Evergrande confirmed late on Monday that on Dec. 30 authorities in Danzhou city, Hainan province, had ordered it to demolish 39 buildings at Ocean Flower Island, a massive integrated resort development where Evergrande has spent 81 billion yuan ($13 billion) to build over 60,000 homes.
It did not disclose the reason for the demolition order and Reuters could not reach Hainan provincial authorities for comment.
Local media, citing a screenshot of the official order, reported prior to Evergrande’s confirmation on the demolition that the buildings needed to be demolished within 10 days for illegal construction and environmental violations.
The order did not involve other plots of land in the project, Evergrande said on Tuesday.
“The company will actively communicate with the authority in accordance with the guidance of the decision letter and resolve the issue properly,” it added in the filing.
On its liquidity status in general, the firm said it would continue to actively maintain communication with creditors.
With Evergrande finding it tough to pay its suppliers and contractors due to the liquidity squeeze, some of its projects were halted.

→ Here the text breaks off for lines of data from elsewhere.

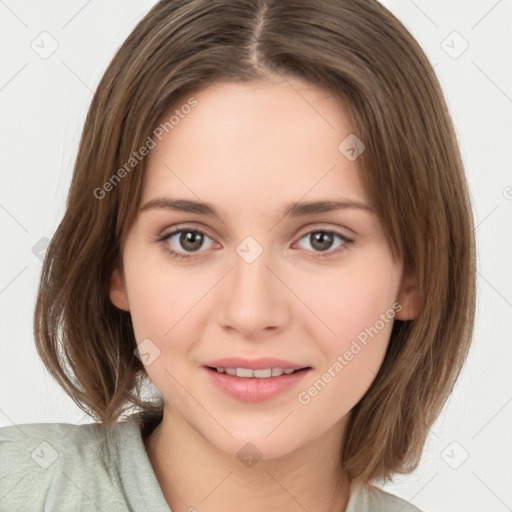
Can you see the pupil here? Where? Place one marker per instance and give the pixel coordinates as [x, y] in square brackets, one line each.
[189, 240]
[322, 241]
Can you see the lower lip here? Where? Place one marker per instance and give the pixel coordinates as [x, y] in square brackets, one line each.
[254, 389]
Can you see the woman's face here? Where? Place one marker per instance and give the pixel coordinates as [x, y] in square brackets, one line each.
[313, 287]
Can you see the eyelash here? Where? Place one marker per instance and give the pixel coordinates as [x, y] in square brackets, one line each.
[181, 256]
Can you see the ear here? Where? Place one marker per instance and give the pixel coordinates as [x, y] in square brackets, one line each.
[117, 288]
[408, 297]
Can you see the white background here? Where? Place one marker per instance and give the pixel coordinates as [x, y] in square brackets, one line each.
[43, 105]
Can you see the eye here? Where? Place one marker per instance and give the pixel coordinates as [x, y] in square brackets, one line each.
[184, 242]
[187, 240]
[322, 241]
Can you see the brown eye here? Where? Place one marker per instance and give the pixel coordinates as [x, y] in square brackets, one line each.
[323, 241]
[183, 241]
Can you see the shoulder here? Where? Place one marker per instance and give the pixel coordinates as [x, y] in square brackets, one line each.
[56, 466]
[369, 498]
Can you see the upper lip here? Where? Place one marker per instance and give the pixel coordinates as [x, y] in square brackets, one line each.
[254, 364]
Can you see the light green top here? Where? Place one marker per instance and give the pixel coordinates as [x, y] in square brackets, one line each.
[62, 467]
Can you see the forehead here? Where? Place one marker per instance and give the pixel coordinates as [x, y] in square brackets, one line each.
[256, 143]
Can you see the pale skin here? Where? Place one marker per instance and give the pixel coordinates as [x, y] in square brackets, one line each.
[250, 150]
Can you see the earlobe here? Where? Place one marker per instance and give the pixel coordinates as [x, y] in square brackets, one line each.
[117, 289]
[408, 299]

But the company said last week 91.7% of its projects nationwide had resumed construction, and over 100 developments totalling 39,000 units would complete building in December.
J.P. Morgan said in a report early this week that most developers had missed their 2021 sales targets, although sales still managed average growth of 3% on-year.
The investment bank expected yearly sales growth to continue to shrink in the first quarter due to a very high base and weak market sentiment.